Brad DeLong and I were sitting East-West, with Warren Mosler and Thomas E. Nugent sitting North-South. Somehow, we got to two ad hominems, doubled and redoubled. Let’s review the bidding.

Mosler and Nugent opened with

Understanding that government deficits add to savings and that U.S. consumers fund the desires of foreigners to save is a good way to start seeing through the media’s economic mythology.

DeLong overcalled with

Borrowing doesn’t “fund” anything. Borrowers do not have funds to commit–that’s why they are borrowers. It is the lender who “funds” the borrower.

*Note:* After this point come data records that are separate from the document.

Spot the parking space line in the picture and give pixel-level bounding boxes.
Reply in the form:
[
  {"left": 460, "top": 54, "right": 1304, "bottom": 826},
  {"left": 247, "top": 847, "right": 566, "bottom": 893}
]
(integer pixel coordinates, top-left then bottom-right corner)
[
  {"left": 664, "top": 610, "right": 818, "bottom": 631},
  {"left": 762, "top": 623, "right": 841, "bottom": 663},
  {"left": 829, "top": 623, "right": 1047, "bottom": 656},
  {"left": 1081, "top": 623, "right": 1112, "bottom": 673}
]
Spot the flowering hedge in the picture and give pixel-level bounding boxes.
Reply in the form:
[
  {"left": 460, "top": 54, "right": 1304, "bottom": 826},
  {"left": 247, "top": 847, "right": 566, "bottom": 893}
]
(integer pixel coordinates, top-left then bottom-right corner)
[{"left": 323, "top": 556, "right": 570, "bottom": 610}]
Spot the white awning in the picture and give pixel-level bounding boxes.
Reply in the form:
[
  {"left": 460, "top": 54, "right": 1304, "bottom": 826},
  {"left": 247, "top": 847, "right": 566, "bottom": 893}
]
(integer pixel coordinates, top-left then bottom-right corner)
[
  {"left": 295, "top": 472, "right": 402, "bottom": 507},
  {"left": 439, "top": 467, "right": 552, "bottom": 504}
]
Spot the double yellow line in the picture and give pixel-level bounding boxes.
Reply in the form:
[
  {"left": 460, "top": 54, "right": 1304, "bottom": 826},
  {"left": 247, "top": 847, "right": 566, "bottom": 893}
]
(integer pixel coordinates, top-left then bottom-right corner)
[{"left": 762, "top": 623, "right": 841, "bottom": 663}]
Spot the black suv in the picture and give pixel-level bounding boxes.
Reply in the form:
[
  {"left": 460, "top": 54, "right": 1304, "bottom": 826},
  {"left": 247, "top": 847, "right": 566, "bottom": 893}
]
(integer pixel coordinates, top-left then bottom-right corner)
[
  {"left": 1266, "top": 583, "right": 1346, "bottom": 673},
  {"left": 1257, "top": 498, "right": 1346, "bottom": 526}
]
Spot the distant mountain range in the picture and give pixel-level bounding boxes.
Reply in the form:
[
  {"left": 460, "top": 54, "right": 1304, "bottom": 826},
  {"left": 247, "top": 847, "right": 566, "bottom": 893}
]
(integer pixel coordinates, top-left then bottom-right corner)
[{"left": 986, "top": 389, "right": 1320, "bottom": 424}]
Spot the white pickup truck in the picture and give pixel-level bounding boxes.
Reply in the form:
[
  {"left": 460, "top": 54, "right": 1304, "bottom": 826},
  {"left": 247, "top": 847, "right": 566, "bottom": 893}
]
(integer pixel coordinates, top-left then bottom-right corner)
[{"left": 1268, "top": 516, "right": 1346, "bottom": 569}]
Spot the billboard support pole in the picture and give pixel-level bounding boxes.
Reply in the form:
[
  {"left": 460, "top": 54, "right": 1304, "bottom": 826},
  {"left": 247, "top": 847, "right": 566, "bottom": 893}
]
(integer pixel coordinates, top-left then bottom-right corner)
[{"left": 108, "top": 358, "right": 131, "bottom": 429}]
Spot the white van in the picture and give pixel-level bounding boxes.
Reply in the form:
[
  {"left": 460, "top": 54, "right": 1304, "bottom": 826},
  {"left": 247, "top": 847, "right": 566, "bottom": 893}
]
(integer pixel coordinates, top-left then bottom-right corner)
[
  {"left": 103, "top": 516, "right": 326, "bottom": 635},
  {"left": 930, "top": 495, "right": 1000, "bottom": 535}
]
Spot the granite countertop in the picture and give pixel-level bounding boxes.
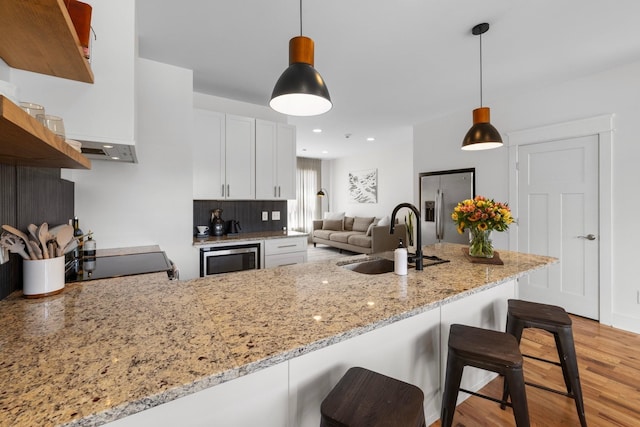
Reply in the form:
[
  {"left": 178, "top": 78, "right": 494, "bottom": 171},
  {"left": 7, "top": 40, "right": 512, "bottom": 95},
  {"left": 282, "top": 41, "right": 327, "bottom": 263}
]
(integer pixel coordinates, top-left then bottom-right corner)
[
  {"left": 193, "top": 231, "right": 308, "bottom": 246},
  {"left": 0, "top": 244, "right": 557, "bottom": 426}
]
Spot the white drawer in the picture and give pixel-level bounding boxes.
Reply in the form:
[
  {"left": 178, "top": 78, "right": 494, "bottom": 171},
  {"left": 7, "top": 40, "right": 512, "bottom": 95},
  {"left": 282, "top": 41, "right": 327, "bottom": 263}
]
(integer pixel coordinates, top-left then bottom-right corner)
[
  {"left": 264, "top": 236, "right": 307, "bottom": 255},
  {"left": 264, "top": 250, "right": 307, "bottom": 268}
]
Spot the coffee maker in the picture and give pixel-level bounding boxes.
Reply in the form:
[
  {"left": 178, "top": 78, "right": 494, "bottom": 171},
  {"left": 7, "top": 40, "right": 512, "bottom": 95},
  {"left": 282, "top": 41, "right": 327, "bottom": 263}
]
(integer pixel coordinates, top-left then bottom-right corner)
[{"left": 211, "top": 208, "right": 225, "bottom": 236}]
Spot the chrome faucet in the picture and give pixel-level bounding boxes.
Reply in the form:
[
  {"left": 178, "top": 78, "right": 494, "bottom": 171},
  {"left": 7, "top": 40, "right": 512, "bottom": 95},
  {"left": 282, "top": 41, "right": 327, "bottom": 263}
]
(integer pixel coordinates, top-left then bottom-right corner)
[{"left": 389, "top": 203, "right": 422, "bottom": 270}]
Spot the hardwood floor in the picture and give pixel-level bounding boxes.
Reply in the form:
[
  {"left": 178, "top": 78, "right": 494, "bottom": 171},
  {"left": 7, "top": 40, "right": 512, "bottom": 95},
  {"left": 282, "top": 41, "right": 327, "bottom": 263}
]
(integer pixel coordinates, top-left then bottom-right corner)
[
  {"left": 431, "top": 316, "right": 640, "bottom": 427},
  {"left": 308, "top": 244, "right": 640, "bottom": 427}
]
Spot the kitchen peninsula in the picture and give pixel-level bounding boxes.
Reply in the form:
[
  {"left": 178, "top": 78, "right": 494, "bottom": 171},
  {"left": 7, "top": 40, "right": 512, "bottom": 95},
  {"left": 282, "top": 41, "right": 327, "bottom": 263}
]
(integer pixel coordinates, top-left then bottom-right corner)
[{"left": 0, "top": 244, "right": 556, "bottom": 426}]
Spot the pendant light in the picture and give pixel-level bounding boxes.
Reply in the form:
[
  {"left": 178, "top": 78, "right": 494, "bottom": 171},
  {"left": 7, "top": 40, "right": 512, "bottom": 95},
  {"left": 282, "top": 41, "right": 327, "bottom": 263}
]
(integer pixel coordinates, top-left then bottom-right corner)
[
  {"left": 269, "top": 0, "right": 332, "bottom": 116},
  {"left": 462, "top": 22, "right": 502, "bottom": 150}
]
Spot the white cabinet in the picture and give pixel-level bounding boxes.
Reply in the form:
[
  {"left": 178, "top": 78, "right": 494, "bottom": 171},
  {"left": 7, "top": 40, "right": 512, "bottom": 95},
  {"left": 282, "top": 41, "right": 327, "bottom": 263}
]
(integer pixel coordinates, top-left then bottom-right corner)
[
  {"left": 193, "top": 109, "right": 255, "bottom": 200},
  {"left": 256, "top": 120, "right": 296, "bottom": 200},
  {"left": 264, "top": 236, "right": 307, "bottom": 268},
  {"left": 193, "top": 109, "right": 226, "bottom": 200},
  {"left": 11, "top": 0, "right": 136, "bottom": 145},
  {"left": 224, "top": 114, "right": 256, "bottom": 200}
]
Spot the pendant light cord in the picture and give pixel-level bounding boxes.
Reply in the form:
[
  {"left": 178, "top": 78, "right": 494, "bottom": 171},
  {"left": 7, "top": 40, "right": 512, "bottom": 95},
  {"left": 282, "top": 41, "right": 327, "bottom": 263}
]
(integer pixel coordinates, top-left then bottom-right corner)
[
  {"left": 300, "top": 0, "right": 302, "bottom": 36},
  {"left": 480, "top": 31, "right": 482, "bottom": 107}
]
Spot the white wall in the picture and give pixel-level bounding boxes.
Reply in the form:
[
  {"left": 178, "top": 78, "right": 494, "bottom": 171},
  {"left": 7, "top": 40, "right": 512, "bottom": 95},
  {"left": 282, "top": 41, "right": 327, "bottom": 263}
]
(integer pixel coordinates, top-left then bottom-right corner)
[
  {"left": 71, "top": 59, "right": 199, "bottom": 279},
  {"left": 330, "top": 136, "right": 418, "bottom": 218},
  {"left": 414, "top": 62, "right": 640, "bottom": 333}
]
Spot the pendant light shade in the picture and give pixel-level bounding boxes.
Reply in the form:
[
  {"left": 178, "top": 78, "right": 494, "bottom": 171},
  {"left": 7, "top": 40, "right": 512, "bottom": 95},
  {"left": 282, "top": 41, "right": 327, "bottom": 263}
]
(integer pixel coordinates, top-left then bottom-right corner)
[
  {"left": 269, "top": 0, "right": 333, "bottom": 116},
  {"left": 462, "top": 23, "right": 502, "bottom": 150},
  {"left": 269, "top": 36, "right": 332, "bottom": 116}
]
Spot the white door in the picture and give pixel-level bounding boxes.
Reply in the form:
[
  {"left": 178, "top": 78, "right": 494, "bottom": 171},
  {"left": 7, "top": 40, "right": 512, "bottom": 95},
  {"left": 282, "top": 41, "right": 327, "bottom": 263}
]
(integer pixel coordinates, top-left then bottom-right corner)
[{"left": 518, "top": 135, "right": 599, "bottom": 319}]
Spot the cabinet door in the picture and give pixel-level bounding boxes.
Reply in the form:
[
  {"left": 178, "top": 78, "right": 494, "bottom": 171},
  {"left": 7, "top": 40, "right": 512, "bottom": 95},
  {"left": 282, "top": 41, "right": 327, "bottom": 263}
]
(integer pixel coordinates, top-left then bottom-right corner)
[
  {"left": 256, "top": 120, "right": 278, "bottom": 200},
  {"left": 275, "top": 123, "right": 296, "bottom": 200},
  {"left": 225, "top": 115, "right": 256, "bottom": 200},
  {"left": 193, "top": 109, "right": 226, "bottom": 200},
  {"left": 256, "top": 120, "right": 296, "bottom": 200}
]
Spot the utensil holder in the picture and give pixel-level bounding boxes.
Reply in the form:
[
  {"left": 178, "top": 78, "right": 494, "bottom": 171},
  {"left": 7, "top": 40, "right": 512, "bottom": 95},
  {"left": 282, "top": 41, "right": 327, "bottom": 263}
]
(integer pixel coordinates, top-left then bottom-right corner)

Nugent and Mosler rebid, using quotes from banking texts. Steve Antler, who was kibitzing, wrote,

Everything Nugent and Mosler say is easily confirmed in standard current textbooks dealing with monetary macroeconomics, money, banking, and trade.

By this point, I had entered the auction. As an aside, I said to the kibitzer,

They quote the textbooks accurately on banking, but that does not say that banking applies to what they were talking about. They might as well quote the Pythagorean theorem, which is true, but also not relevant.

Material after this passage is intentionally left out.